The event is sponsored by the Department of Philosophy and Liberal Studies and its student organization, the Socratic Society. Admission is free.
Aiyetoro, who joined the UALR Law School in 2004, has worked as a human rights attorney and as a staff attorney in the special litigation section of the Justice Department’s Civil Rights Division where she developed an expertise in prisoner rights. She has also worked at ACLU National Prison Project and held executive positions with the National Conference of Black Lawyers and the Congressional Black Caucus Foundation, Inc.
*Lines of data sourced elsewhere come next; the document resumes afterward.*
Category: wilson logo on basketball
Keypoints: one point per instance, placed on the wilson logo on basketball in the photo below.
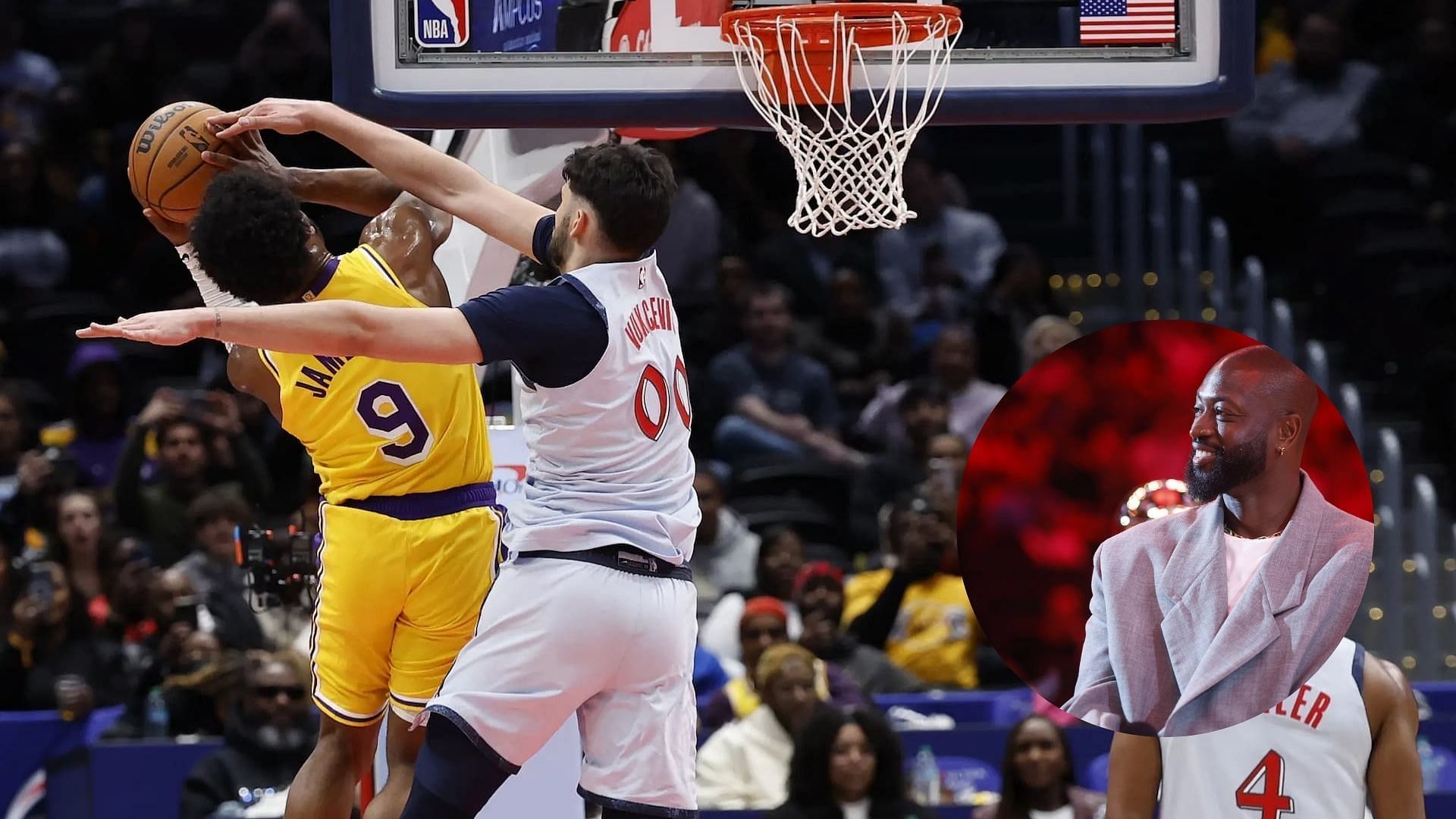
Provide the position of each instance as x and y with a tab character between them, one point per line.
441	24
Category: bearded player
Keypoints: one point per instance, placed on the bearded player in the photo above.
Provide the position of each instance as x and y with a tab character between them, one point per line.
408	518
1346	739
595	611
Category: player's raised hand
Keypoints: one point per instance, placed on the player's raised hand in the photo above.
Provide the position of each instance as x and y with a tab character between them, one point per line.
283	115
166	328
175	232
248	153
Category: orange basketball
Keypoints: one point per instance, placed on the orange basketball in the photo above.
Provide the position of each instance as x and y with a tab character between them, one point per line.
165	165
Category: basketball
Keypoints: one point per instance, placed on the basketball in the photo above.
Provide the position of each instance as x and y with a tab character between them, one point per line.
165	164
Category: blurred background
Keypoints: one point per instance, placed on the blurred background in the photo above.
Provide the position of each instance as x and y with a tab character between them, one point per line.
1318	221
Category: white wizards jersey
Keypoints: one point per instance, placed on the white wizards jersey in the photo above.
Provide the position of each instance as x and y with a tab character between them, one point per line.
609	460
1305	757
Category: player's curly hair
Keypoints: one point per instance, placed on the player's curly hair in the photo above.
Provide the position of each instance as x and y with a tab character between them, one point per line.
251	238
629	186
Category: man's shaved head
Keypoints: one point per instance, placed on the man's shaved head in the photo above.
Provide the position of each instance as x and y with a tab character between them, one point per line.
1253	416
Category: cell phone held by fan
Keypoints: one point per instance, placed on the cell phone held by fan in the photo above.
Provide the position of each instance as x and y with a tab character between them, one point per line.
283	566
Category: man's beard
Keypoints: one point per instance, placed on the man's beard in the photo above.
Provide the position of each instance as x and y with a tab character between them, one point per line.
1232	466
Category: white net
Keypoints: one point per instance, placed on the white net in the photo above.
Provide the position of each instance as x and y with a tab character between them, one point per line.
848	153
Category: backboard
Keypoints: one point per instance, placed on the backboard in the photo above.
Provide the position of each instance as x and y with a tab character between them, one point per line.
663	63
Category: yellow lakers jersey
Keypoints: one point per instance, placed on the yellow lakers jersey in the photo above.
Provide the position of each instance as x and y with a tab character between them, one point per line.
381	428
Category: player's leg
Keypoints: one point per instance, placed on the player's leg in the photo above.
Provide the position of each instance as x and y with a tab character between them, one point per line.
362	591
638	736
450	570
549	637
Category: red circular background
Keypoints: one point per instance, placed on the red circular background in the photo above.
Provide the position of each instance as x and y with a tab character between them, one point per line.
1057	460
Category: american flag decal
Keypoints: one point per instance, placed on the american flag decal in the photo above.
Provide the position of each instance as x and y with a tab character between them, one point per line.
1128	22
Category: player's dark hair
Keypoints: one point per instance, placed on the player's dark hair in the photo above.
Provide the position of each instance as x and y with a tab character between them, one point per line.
1015	798
629	187
808	771
251	238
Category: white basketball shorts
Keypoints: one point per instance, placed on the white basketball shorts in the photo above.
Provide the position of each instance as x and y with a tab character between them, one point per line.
561	635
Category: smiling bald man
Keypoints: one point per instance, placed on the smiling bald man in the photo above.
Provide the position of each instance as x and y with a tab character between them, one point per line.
1210	617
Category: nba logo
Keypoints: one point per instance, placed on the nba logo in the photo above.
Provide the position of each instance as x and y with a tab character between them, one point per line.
441	24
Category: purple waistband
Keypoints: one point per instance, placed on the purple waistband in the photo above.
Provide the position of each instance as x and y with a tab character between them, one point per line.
428	504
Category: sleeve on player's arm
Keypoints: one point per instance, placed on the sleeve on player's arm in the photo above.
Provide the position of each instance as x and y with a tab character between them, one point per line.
552	334
541	240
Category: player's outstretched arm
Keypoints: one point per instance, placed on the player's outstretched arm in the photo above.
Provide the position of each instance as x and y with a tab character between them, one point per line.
435	335
431	175
1134	771
1394	776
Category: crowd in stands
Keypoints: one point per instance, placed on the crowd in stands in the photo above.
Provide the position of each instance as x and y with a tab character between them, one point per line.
837	387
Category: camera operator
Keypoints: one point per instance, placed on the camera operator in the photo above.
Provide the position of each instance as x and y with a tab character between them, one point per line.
268	736
200	447
52	661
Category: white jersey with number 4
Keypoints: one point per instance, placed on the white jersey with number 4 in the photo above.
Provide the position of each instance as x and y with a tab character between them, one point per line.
1302	760
609	460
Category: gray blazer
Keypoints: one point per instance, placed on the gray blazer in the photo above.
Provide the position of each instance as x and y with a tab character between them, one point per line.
1165	654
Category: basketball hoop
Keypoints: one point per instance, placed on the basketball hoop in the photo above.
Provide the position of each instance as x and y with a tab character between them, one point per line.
799	64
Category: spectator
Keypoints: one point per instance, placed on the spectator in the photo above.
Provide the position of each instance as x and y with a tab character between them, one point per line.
1308	105
780	561
820	595
918	614
924	414
267	741
1037	780
781	403
952	365
96	433
213	564
852	340
159	510
1018	295
848	765
12	441
34	259
946	253
726	551
746	765
764	627
52	661
27	80
1044	337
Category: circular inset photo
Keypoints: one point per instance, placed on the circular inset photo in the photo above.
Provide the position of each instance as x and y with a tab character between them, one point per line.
1165	528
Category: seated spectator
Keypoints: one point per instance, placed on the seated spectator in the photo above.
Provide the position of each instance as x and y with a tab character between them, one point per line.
952	365
854	340
1044	337
764	627
1018	295
265	744
80	548
946	254
820	594
746	765
213	564
781	556
1308	105
52	659
781	401
726	551
96	431
918	614
848	765
27	80
1037	780
12	444
184	460
924	414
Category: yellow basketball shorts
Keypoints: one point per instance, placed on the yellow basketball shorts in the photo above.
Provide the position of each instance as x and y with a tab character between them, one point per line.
400	595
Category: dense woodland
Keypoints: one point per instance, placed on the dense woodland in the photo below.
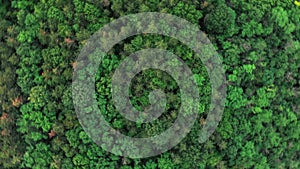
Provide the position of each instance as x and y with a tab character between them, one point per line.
259	41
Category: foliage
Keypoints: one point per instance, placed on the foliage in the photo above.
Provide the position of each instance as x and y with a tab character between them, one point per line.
259	42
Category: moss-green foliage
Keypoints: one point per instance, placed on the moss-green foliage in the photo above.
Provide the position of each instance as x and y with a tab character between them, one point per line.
258	40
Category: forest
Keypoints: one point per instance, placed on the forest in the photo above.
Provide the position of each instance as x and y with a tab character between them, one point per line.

She has also served as a consultant for the National Coalition of Blacks for Reparations in America (N’COBRA), represented the Women’s International League for Peace and Freedom at the World Conference Against Racism, coordinated the Lawyers’ Committee for Civil Rights Under Law’s delegation to the United Nations’ Conference on Women in Beijing, and represented the organization at the 2000 Beijing Plus 5.
Professor Aiyetoro’s publications include The Unkept Promise of the 13th Amendment: A Call for Reparations, Women and The U.S. Constitution: History, Interpretation and Practice.